The value of each node comes from the nonrecursive work done for that subproblem. One can see the root value \(n\) comes from the \(\Theta(n)\) in the recurrence:

\(MergeSort(n) = 2MergeSort(n/2) + \Theta(n)\).

The \(2\) edges from the root are because \(MergeSort(n)\) makes \(2\) recursive calls, and the value of the children of the root \(n/2\) comes from the \(\Theta(n/2)\) in \(MergeSort(n/2)\). Let \(d\) be some depth within the tree, starting with \(d = 0\) at the root. In general, there are \(2^d\) nodes at each depth or level of the tree, and each node at that level has a value of \(n/2^d\).

Since we’re talking specifically about merge sort, and because it doesn’t actually affect the asymptotic bounds, let the base case of the recurrence be \(T(1) = 1\). As stated earlier, \(T(n)\) is equal to the sum of all node values in the tree. Suppose there are \(L\) levels in the entire tree, so there are \(2^L\) leaves with value \(n/2^L\). Since the leaves are base cases, we know \(n/2^L = 1\), which tells us the number of levels in the tree \(L = \lg{n}\).

There is one more key fact that allows us to determine the running time: the sum of node values at each level of the tree is \(n\). Putting it all together, the recursion tree consists of \(\lg{n}\) levels that each contribute \(n\) time, so the overall running time of \(T(n)\) is \(O(n \lg n)\).

In general, there are many recurrences of the form \(T(n) = r~T(n/c) + f(n)\) with \(\Theta(1)\) base cases. The example we just saw had \(r = c = 2,\) and \(f(n) = n\). So, a recursion tree for this general recurrence is a complete \(r\)-ary tree where each node at depth \(d\) has value \(f(n/c^d)\). The running time is the level-by-level sum of node values:

\(T(n) = \sum\limits_{i = 0}^{L}{r^i \cdot f(n/c^i)}\).

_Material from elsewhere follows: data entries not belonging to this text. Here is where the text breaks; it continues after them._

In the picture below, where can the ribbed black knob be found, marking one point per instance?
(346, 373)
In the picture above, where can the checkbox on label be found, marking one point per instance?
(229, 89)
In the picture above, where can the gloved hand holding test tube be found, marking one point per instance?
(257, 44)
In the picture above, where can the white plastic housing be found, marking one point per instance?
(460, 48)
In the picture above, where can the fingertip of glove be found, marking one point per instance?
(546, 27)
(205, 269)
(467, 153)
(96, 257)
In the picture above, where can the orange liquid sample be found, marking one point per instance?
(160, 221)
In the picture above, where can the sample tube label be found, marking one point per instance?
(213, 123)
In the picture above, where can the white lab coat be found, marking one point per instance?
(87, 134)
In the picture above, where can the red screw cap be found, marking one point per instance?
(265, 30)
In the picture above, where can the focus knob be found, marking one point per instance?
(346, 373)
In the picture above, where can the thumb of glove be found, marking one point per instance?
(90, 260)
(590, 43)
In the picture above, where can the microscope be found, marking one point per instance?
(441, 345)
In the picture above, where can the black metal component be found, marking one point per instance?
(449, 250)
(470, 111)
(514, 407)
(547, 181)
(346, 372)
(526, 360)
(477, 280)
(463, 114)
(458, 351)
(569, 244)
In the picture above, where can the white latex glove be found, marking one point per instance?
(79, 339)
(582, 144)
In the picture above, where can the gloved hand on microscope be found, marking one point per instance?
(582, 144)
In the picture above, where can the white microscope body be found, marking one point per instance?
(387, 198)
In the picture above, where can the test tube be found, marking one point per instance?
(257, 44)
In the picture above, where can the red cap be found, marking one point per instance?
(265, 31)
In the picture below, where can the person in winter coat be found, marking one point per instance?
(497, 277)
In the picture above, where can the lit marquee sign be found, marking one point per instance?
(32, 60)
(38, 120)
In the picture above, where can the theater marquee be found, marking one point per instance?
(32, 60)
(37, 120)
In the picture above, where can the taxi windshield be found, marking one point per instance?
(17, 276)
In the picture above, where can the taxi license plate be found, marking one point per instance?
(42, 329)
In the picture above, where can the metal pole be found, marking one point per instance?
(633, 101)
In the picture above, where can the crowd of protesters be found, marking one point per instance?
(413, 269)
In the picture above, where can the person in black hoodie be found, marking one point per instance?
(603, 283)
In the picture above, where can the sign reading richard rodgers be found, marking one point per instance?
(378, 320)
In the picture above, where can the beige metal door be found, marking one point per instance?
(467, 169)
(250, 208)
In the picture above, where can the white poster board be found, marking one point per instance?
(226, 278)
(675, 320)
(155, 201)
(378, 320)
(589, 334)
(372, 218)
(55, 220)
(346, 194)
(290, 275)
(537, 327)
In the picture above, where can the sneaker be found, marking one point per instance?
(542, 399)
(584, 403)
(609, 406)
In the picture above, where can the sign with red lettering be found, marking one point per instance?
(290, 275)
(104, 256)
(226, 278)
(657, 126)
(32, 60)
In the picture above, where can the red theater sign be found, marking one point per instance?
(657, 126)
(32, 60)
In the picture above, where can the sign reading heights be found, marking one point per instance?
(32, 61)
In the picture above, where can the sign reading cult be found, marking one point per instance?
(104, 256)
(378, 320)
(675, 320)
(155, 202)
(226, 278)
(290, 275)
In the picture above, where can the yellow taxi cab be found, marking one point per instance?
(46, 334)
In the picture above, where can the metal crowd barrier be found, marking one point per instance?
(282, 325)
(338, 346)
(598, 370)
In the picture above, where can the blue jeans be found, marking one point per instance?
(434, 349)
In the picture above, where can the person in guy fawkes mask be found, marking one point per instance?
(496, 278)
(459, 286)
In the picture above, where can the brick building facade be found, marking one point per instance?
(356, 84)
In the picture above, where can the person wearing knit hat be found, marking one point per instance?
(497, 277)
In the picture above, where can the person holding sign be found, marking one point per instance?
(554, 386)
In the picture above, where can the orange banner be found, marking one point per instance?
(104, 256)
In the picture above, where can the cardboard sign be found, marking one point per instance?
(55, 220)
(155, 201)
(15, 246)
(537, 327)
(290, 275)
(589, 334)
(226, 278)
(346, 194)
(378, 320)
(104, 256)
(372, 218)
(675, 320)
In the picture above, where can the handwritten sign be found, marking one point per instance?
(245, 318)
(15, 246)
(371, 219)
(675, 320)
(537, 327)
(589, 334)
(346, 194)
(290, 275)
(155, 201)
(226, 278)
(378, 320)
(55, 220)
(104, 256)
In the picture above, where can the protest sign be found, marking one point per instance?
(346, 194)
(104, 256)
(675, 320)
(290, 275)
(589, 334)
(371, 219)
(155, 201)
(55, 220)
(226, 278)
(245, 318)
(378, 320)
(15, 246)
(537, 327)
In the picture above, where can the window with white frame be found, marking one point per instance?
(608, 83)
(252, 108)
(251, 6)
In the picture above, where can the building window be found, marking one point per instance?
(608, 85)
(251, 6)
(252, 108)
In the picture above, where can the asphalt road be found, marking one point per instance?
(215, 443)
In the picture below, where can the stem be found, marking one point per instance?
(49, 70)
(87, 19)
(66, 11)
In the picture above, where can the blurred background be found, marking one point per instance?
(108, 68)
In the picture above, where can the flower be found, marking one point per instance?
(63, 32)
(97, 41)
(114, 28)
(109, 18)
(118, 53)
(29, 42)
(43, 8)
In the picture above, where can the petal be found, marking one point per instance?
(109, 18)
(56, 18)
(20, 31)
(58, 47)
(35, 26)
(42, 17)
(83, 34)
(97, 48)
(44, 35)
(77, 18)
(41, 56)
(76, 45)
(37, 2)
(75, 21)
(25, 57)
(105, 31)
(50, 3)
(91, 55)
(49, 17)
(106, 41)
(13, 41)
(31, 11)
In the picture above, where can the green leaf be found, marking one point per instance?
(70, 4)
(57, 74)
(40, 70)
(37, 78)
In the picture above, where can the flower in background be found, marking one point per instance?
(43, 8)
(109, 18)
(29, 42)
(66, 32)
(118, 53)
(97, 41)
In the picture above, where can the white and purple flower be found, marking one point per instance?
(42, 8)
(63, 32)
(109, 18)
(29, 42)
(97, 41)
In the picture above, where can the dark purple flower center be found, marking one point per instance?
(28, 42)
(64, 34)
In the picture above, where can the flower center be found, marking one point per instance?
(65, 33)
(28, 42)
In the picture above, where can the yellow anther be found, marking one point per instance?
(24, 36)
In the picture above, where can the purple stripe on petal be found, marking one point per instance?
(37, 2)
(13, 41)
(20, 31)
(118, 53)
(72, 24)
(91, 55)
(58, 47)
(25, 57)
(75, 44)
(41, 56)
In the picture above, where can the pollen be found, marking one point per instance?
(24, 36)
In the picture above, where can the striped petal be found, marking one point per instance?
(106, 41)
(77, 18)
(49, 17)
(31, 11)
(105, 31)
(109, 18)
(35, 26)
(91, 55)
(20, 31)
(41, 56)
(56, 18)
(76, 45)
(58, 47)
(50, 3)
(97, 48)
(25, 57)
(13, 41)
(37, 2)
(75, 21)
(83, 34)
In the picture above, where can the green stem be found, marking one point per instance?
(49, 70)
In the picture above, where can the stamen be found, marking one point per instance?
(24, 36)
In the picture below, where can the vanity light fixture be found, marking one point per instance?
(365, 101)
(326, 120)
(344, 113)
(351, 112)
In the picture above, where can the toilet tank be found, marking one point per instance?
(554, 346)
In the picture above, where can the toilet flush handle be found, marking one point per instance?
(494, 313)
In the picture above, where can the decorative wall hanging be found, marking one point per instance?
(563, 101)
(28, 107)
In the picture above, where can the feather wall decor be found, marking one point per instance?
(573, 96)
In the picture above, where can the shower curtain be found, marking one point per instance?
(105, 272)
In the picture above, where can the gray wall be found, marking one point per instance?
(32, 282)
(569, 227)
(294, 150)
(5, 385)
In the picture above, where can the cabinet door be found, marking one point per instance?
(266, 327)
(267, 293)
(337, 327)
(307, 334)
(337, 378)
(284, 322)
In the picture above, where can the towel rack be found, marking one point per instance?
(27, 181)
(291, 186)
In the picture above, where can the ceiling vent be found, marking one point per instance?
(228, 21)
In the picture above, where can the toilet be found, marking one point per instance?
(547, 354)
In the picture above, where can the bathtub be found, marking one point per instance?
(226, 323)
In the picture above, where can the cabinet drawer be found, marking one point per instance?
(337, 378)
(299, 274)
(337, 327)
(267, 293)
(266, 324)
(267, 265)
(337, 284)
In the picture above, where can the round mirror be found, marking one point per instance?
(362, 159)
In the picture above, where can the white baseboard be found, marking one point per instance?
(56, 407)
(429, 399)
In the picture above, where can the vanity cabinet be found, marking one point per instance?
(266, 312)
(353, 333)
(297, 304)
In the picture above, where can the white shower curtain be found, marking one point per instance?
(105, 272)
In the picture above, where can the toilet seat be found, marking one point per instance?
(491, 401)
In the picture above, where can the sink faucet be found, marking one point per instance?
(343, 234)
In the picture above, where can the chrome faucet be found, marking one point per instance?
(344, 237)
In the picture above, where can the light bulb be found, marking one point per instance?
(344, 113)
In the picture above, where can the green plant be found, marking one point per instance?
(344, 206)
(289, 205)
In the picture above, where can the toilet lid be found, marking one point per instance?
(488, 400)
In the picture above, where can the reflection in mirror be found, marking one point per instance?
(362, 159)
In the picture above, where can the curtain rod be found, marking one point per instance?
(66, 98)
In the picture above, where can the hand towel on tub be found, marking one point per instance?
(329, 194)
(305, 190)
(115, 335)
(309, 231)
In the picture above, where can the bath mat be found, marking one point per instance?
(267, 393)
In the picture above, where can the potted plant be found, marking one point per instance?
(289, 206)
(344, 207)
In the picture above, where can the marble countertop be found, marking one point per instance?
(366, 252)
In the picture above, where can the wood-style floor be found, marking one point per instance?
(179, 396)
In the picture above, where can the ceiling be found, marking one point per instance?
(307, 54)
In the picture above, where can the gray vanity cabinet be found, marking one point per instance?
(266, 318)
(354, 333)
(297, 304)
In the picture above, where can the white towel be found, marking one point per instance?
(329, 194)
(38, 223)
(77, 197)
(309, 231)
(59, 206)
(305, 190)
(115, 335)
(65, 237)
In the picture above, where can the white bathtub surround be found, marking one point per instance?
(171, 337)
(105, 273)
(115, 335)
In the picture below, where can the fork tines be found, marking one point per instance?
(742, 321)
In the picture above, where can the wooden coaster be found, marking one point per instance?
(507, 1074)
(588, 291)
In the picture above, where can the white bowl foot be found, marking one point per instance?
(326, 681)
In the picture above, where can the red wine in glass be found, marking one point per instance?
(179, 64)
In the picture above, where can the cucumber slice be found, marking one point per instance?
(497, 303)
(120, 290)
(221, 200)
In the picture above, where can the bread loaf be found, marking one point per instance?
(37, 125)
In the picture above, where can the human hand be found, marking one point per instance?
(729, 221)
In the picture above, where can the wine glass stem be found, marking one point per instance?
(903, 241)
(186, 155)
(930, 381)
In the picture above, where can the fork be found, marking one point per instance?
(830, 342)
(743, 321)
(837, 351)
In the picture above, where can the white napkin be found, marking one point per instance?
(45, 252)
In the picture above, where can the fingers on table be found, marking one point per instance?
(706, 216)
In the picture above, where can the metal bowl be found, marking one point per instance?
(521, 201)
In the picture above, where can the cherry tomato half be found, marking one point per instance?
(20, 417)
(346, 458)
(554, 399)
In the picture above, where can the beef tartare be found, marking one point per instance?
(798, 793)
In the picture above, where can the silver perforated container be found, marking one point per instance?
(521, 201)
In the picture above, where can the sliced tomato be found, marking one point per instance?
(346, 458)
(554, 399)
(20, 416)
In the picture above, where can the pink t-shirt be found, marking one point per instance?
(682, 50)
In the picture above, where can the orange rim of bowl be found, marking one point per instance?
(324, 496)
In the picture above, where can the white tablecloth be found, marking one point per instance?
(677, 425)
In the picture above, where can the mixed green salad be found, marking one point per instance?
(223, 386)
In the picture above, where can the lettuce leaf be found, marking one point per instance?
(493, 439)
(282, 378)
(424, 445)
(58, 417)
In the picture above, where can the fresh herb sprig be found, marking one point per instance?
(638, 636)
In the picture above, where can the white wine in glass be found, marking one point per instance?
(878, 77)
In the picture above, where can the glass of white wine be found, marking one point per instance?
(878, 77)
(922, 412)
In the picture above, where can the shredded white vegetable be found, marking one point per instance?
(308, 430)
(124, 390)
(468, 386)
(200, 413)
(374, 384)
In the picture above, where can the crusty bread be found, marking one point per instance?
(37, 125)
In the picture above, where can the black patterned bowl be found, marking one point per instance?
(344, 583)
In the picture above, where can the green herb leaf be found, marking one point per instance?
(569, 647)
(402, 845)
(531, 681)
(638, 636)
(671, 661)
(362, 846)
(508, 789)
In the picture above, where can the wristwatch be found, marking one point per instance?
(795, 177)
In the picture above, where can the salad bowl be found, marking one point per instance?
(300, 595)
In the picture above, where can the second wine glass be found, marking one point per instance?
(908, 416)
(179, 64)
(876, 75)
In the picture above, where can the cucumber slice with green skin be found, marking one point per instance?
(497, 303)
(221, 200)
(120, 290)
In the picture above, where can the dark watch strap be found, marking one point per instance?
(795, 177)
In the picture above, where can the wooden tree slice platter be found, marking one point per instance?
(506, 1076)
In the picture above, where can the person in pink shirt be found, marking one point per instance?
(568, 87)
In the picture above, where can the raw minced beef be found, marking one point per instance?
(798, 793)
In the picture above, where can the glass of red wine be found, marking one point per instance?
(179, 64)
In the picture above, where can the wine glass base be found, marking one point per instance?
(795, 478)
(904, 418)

We saw that \(L = \log_c{n}\) when \(n_0 = 1\) because \(n/c^L = n_0\) is the base case. We also saw there are exactly \(r^L = r^{\log_c{n}} = n^{\log_c{r}}\) leaves. The last key fact was really that the values of the leaves sum to \(n^{\log_c{r}} \cdot \Theta(1) = \Theta(n^{\log_c{r}})\).

The sum we just saw is a geometric series, whose asymptotic growth is given by the largest term in the series. With this in mind, there are three common cases where the running time is easy to evaluate:

Decreasing: if every term in the series is a constant factor smaller than the previous term, then the running time is dominated by the value at the root of the tree, and \(T(n) = \Theta(f(n))\).
Equal: if all terms in the series are equal, then \(T(n) = \Theta(f(n) \log{n})\). Merge sort falls under this case.
Increasing: if every term in the series is a constant factor larger than the previous term, then the running time is dominated by the sum of leaf values, so \(T(n) = \Theta(n^{\log_c{r}})\).